The important thing here is that you should say what you mean and mean 
what you say. If what you meant is that no work could be completed 
unless you received two requests, then that's what should happen. If 
someone tries to commit before you completed all the work you consider 
this to be an inconsistent state and vote to rollback. This means that 
you will never do part of the work - either all or nothing.

If what you meant is that only some work needs to be done and the rest 
is optional, you should write it as such, perhaps by using an event handler.


> 3) If instead the caller want to cancel the transaction.  How does the 
> process cancel its work ?  Where is the compensation handler defined ?
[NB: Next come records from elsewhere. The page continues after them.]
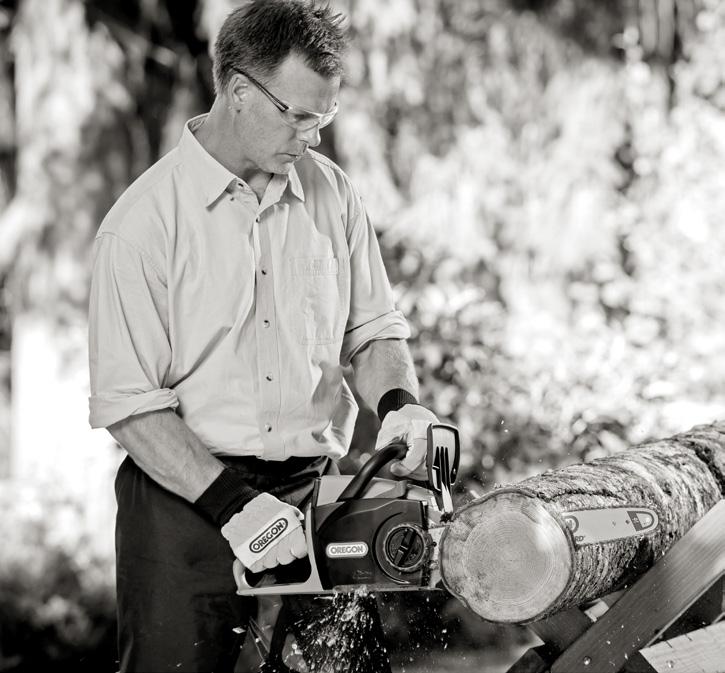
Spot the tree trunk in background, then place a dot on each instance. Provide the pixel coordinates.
(510, 556)
(7, 185)
(74, 156)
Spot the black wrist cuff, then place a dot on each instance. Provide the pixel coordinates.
(393, 400)
(225, 496)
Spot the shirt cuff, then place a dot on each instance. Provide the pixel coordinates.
(391, 325)
(109, 408)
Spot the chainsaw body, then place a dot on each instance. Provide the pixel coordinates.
(366, 532)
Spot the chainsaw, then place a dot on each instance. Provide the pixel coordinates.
(366, 532)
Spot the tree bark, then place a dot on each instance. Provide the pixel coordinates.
(510, 557)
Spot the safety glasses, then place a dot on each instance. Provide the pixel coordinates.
(294, 116)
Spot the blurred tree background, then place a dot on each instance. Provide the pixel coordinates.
(546, 180)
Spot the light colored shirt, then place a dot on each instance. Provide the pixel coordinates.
(238, 314)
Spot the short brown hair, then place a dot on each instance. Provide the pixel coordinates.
(258, 36)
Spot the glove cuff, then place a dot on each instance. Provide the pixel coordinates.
(393, 400)
(225, 496)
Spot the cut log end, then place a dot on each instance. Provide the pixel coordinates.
(506, 557)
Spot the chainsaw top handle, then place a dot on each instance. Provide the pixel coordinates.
(358, 484)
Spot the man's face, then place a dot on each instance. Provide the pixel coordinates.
(266, 140)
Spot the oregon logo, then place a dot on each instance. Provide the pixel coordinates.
(268, 535)
(346, 550)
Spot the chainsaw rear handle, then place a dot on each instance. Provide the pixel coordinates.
(358, 484)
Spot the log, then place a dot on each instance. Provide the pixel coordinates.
(509, 556)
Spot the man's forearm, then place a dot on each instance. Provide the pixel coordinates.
(166, 449)
(384, 365)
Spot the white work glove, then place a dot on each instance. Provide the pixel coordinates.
(410, 425)
(266, 533)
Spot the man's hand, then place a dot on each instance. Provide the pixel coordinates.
(410, 425)
(266, 533)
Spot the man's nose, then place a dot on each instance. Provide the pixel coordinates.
(311, 137)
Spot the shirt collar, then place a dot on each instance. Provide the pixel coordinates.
(295, 184)
(213, 178)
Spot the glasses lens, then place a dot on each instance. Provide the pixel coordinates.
(304, 121)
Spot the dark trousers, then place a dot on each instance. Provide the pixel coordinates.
(177, 606)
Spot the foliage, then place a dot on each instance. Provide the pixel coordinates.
(549, 219)
(56, 593)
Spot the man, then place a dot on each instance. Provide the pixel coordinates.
(232, 283)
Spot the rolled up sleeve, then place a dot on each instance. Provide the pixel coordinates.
(129, 348)
(372, 309)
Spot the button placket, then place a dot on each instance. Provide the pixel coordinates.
(267, 349)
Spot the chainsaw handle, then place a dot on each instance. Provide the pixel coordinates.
(358, 484)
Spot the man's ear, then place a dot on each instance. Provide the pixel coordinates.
(237, 91)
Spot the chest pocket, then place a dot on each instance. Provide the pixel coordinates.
(318, 299)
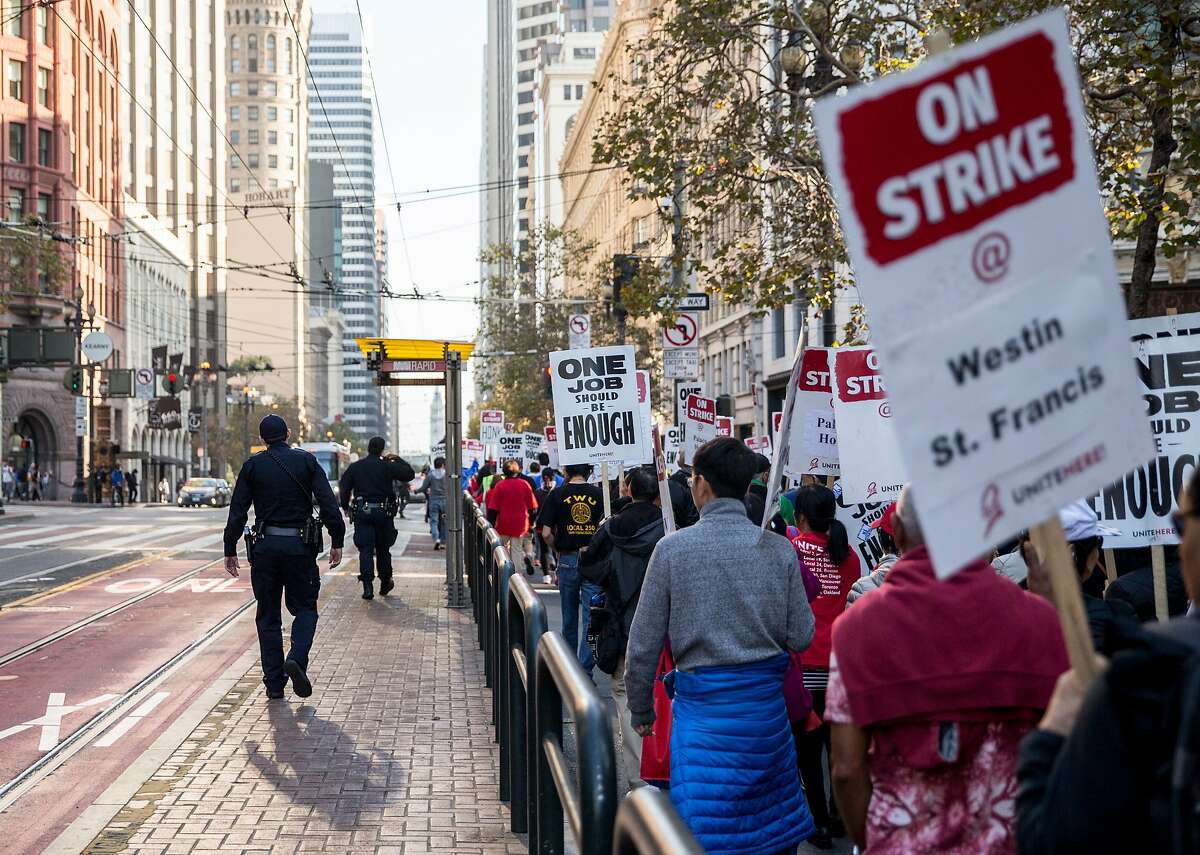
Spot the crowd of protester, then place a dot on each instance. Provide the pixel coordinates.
(934, 716)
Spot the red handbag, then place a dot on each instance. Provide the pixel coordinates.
(657, 747)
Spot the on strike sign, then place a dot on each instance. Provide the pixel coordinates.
(814, 432)
(871, 466)
(972, 215)
(597, 411)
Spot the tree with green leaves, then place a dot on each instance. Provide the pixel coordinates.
(525, 318)
(713, 108)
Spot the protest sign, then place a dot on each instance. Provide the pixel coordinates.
(491, 426)
(814, 436)
(967, 185)
(700, 423)
(511, 447)
(870, 461)
(1139, 506)
(472, 453)
(532, 448)
(595, 406)
(551, 434)
(683, 392)
(760, 443)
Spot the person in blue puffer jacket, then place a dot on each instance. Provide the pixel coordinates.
(731, 601)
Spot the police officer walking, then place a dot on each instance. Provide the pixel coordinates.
(282, 549)
(373, 510)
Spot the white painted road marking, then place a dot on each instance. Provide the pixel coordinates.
(131, 721)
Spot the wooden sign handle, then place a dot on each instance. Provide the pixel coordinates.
(1055, 556)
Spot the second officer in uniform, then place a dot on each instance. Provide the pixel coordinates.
(373, 509)
(283, 484)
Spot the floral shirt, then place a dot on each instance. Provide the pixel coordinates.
(961, 808)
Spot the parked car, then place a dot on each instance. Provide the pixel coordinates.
(196, 491)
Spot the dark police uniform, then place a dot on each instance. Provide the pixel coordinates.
(370, 480)
(282, 563)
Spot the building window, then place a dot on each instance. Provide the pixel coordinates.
(16, 79)
(16, 142)
(16, 204)
(16, 13)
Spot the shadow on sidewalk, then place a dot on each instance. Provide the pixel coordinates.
(316, 764)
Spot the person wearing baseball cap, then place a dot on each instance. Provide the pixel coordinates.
(885, 532)
(281, 483)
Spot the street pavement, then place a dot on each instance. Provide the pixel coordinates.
(132, 716)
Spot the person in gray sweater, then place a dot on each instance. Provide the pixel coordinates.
(731, 599)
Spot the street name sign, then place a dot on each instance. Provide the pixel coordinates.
(971, 211)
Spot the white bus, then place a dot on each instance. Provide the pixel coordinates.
(333, 456)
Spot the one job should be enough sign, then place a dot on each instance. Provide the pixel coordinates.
(595, 406)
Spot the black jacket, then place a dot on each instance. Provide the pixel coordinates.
(371, 478)
(1102, 789)
(1138, 590)
(681, 500)
(619, 554)
(277, 498)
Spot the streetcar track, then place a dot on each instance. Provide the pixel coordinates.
(51, 759)
(59, 634)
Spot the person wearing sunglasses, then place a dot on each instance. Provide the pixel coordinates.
(1111, 767)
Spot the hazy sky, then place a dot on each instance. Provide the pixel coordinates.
(427, 58)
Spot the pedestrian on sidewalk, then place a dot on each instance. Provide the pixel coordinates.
(616, 560)
(435, 489)
(823, 546)
(730, 601)
(369, 501)
(118, 495)
(1114, 769)
(513, 501)
(933, 685)
(885, 532)
(282, 483)
(568, 521)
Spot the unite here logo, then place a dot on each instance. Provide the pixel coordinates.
(988, 135)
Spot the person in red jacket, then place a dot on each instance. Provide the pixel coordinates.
(823, 548)
(511, 500)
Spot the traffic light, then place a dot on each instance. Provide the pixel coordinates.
(72, 381)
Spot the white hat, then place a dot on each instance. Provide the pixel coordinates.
(1079, 522)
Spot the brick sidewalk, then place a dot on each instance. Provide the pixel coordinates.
(391, 754)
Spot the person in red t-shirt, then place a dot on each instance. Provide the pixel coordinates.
(823, 546)
(511, 500)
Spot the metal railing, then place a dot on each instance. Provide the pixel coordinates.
(647, 823)
(534, 677)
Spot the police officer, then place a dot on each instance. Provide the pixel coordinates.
(281, 484)
(373, 510)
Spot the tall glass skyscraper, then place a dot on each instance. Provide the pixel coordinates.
(341, 132)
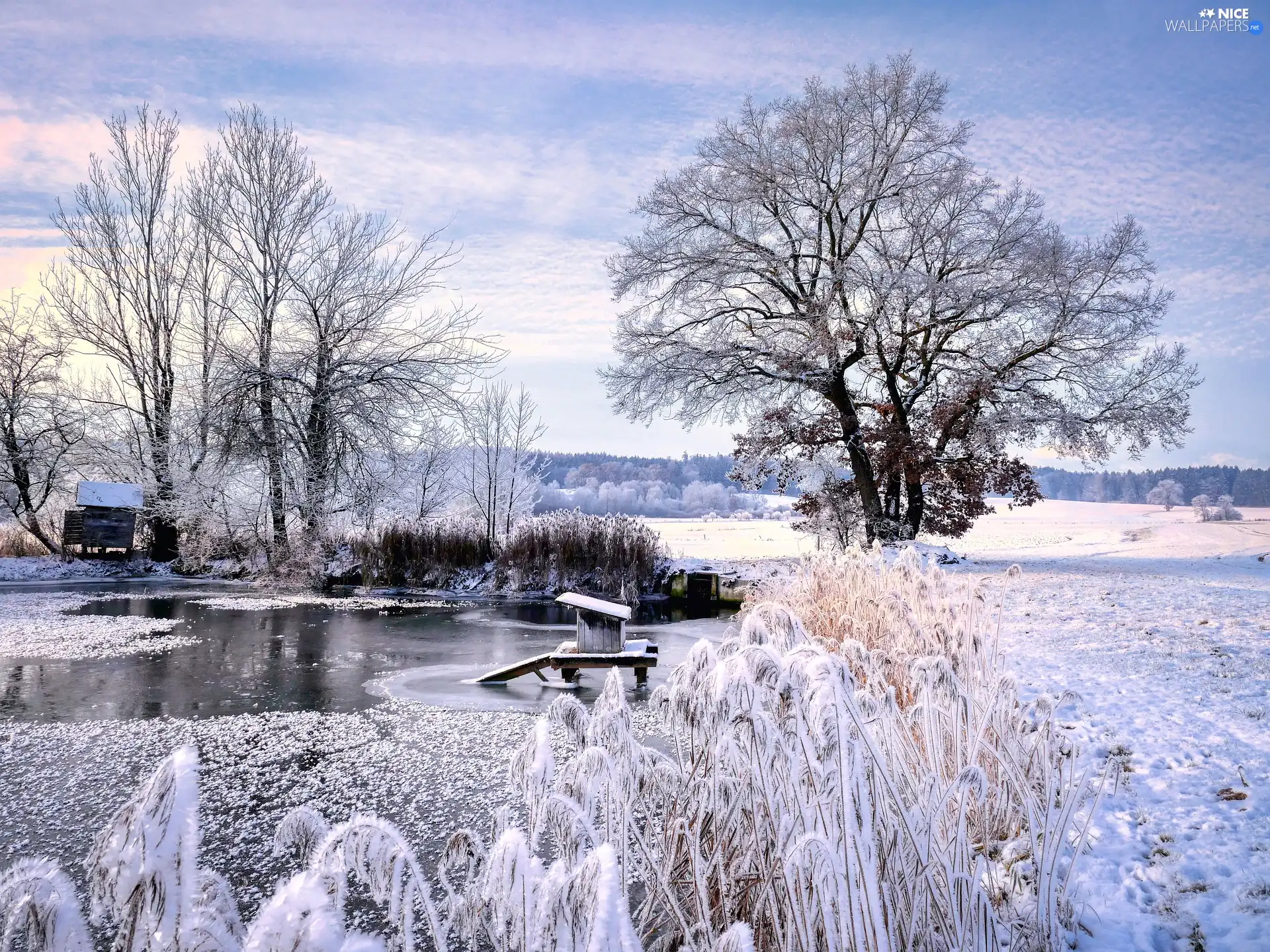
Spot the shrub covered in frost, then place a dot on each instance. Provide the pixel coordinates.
(423, 553)
(1222, 510)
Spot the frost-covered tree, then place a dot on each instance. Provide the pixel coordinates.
(1167, 493)
(497, 467)
(41, 423)
(122, 292)
(261, 208)
(835, 270)
(359, 367)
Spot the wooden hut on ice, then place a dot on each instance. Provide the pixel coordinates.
(105, 524)
(601, 643)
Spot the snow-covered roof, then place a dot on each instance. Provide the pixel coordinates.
(595, 604)
(120, 495)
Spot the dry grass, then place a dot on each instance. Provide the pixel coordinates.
(17, 542)
(800, 809)
(613, 555)
(421, 553)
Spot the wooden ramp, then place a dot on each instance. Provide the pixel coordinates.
(568, 660)
(530, 666)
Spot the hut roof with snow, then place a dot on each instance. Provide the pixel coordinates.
(111, 495)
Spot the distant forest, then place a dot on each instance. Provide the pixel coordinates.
(575, 469)
(1248, 487)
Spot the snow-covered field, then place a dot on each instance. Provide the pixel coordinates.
(1161, 625)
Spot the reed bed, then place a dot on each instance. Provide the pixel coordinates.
(422, 553)
(614, 555)
(802, 807)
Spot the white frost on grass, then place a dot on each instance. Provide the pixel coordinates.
(1171, 659)
(352, 603)
(427, 768)
(37, 626)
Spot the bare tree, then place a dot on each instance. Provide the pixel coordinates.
(40, 419)
(262, 211)
(499, 471)
(833, 270)
(360, 368)
(121, 291)
(1167, 493)
(431, 471)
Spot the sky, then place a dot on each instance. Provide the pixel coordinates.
(529, 131)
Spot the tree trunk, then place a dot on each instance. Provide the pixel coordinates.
(273, 463)
(876, 526)
(916, 500)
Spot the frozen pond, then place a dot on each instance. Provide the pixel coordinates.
(329, 703)
(247, 654)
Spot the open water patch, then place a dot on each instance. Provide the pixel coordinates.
(196, 653)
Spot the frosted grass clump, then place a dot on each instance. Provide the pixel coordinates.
(148, 887)
(349, 603)
(873, 783)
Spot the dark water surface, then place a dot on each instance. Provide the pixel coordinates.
(318, 658)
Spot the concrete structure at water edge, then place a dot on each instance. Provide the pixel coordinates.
(601, 643)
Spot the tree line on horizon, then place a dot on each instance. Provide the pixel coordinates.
(1246, 487)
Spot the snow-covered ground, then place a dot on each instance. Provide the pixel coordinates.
(1162, 626)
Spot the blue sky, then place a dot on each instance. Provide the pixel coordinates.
(531, 130)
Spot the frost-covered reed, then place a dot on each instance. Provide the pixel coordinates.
(872, 783)
(563, 550)
(868, 779)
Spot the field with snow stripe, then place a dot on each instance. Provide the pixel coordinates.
(1162, 626)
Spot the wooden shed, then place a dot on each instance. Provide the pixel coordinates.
(601, 644)
(105, 521)
(601, 625)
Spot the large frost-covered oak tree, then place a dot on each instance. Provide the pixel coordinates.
(887, 319)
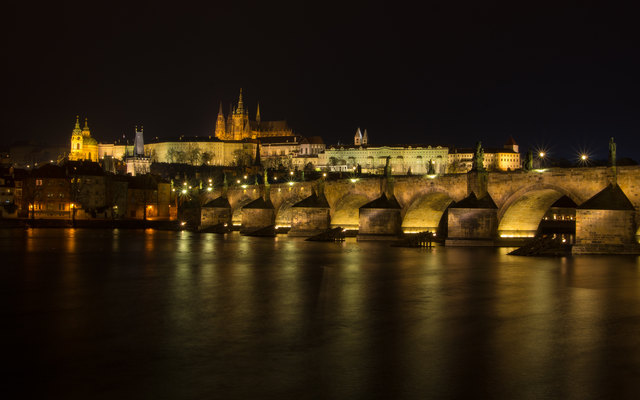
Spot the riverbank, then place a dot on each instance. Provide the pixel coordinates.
(93, 223)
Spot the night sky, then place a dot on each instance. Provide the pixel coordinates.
(553, 75)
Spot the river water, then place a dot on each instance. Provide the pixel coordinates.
(155, 314)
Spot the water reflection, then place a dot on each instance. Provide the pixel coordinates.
(255, 317)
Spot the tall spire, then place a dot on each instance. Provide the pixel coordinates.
(240, 109)
(85, 129)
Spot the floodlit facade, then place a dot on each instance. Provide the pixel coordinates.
(238, 126)
(83, 146)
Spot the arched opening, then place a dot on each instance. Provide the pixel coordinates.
(522, 215)
(346, 213)
(236, 217)
(284, 214)
(426, 213)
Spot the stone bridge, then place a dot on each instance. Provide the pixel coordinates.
(522, 197)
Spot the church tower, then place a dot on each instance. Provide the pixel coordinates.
(240, 121)
(76, 142)
(221, 131)
(357, 139)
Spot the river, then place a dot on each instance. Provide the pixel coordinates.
(105, 314)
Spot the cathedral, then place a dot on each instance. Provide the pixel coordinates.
(238, 126)
(83, 146)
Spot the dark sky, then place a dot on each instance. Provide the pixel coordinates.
(562, 75)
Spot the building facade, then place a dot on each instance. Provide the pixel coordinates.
(83, 146)
(237, 125)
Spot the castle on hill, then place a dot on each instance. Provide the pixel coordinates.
(238, 126)
(83, 146)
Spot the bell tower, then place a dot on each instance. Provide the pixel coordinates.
(76, 142)
(221, 131)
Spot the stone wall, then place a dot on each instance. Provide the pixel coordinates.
(307, 221)
(472, 223)
(595, 227)
(256, 218)
(380, 221)
(210, 216)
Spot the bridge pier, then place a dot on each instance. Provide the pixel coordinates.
(258, 215)
(310, 216)
(605, 224)
(216, 215)
(380, 219)
(472, 222)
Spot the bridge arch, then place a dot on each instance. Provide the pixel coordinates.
(521, 214)
(426, 211)
(346, 212)
(284, 213)
(236, 217)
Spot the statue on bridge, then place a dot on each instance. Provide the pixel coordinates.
(478, 158)
(612, 152)
(528, 162)
(387, 167)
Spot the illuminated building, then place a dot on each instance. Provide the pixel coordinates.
(137, 163)
(506, 158)
(238, 126)
(403, 159)
(83, 146)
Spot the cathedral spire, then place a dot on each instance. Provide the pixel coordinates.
(85, 129)
(258, 114)
(240, 109)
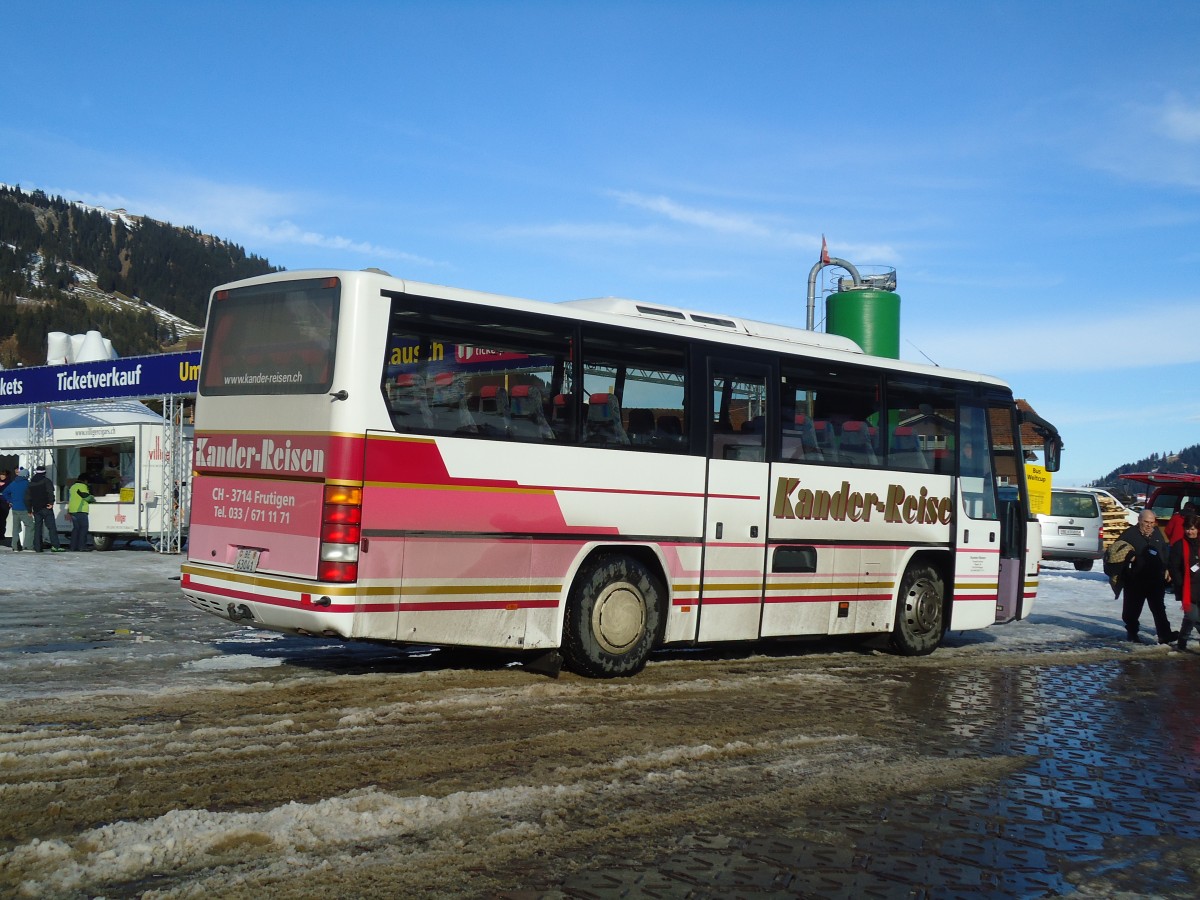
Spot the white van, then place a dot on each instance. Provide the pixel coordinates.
(1074, 529)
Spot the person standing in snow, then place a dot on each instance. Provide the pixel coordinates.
(22, 519)
(78, 503)
(5, 478)
(1145, 577)
(41, 504)
(1185, 564)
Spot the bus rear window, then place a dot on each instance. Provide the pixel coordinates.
(271, 339)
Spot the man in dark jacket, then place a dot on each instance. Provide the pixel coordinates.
(1145, 577)
(41, 504)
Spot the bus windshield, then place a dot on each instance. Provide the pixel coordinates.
(273, 339)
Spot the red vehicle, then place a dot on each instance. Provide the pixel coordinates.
(1168, 491)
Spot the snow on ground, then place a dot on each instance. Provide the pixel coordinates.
(117, 621)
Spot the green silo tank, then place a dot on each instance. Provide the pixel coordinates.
(868, 317)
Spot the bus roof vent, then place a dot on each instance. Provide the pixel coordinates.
(729, 324)
(618, 306)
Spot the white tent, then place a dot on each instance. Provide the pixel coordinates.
(15, 420)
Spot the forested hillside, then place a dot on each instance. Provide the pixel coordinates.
(65, 267)
(1187, 460)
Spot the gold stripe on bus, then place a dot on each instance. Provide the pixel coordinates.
(426, 486)
(292, 585)
(297, 586)
(787, 586)
(445, 589)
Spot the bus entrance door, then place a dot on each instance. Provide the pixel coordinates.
(736, 521)
(978, 534)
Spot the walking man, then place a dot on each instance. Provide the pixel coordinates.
(1145, 577)
(79, 502)
(22, 519)
(41, 504)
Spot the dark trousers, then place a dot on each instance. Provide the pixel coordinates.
(1138, 595)
(78, 531)
(45, 519)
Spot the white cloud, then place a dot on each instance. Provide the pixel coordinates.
(1068, 345)
(757, 228)
(1180, 120)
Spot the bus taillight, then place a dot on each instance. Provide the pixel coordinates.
(341, 527)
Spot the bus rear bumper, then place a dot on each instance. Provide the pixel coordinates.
(274, 604)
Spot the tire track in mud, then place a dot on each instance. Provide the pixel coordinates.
(449, 783)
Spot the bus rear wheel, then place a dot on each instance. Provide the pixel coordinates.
(613, 615)
(921, 611)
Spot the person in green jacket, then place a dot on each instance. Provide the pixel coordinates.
(78, 503)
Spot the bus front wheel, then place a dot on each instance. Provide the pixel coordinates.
(921, 611)
(612, 618)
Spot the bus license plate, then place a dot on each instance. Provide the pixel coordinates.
(247, 559)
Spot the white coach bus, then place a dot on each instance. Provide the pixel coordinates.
(387, 460)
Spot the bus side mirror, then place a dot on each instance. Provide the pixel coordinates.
(1053, 453)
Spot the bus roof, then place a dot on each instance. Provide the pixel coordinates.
(727, 324)
(658, 318)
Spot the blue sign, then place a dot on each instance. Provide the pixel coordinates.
(160, 376)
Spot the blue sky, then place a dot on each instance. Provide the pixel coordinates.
(1031, 169)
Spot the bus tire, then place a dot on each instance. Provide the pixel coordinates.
(613, 616)
(921, 611)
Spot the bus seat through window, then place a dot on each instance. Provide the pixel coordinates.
(604, 420)
(905, 449)
(448, 402)
(527, 415)
(641, 426)
(490, 409)
(407, 399)
(855, 447)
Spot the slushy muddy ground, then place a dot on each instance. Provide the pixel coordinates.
(245, 771)
(453, 783)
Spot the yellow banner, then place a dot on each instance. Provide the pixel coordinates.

Since you haven't yet completed the sequence you can't compensate for 
it. Instead you get a terminate fault and handle it. However, since you 
already did some activities you may have nested scopes with their own 
compensation handlers which you would invoke from the event handler of 
the sequence.


> 4) What if the second <receive> pass in a different context ?  (the 
> only way to prevent this happening is to use the context itself as the 
> correlation set)

Good question.

In EJB if you have a session bean and you call it twice in two different 
transactions then the access would be serialized or you would get an 
error. I don't exactly remember which case is true, but you won't get 
two invocations from two transactions for the same bean if one 
transaction has not completed yet.

So I would tend to believe that the rule should be that all incoming 
messages should either be part of the same scope, part of a child scope 
(if that activity is defined as part of a child scope), or not 
associated with any scope. But it can't be part of a different scope 
unless it observes a parent-child relationship.

>> So it would work like the transaction attribute requires in an EJB 
>> bean. Either you start a new transaction if none was started by the 
>> caller, or you participate in the caller's transaction.
>
>
> BPEL <Receive> is quite different from the EJB scenario.  The EJB 
> doesn't have a pre-establish transaction context, it either starts a 
> new context or inherit the caller's context.  In EJB, you never run 
> into the situation of the above question 4.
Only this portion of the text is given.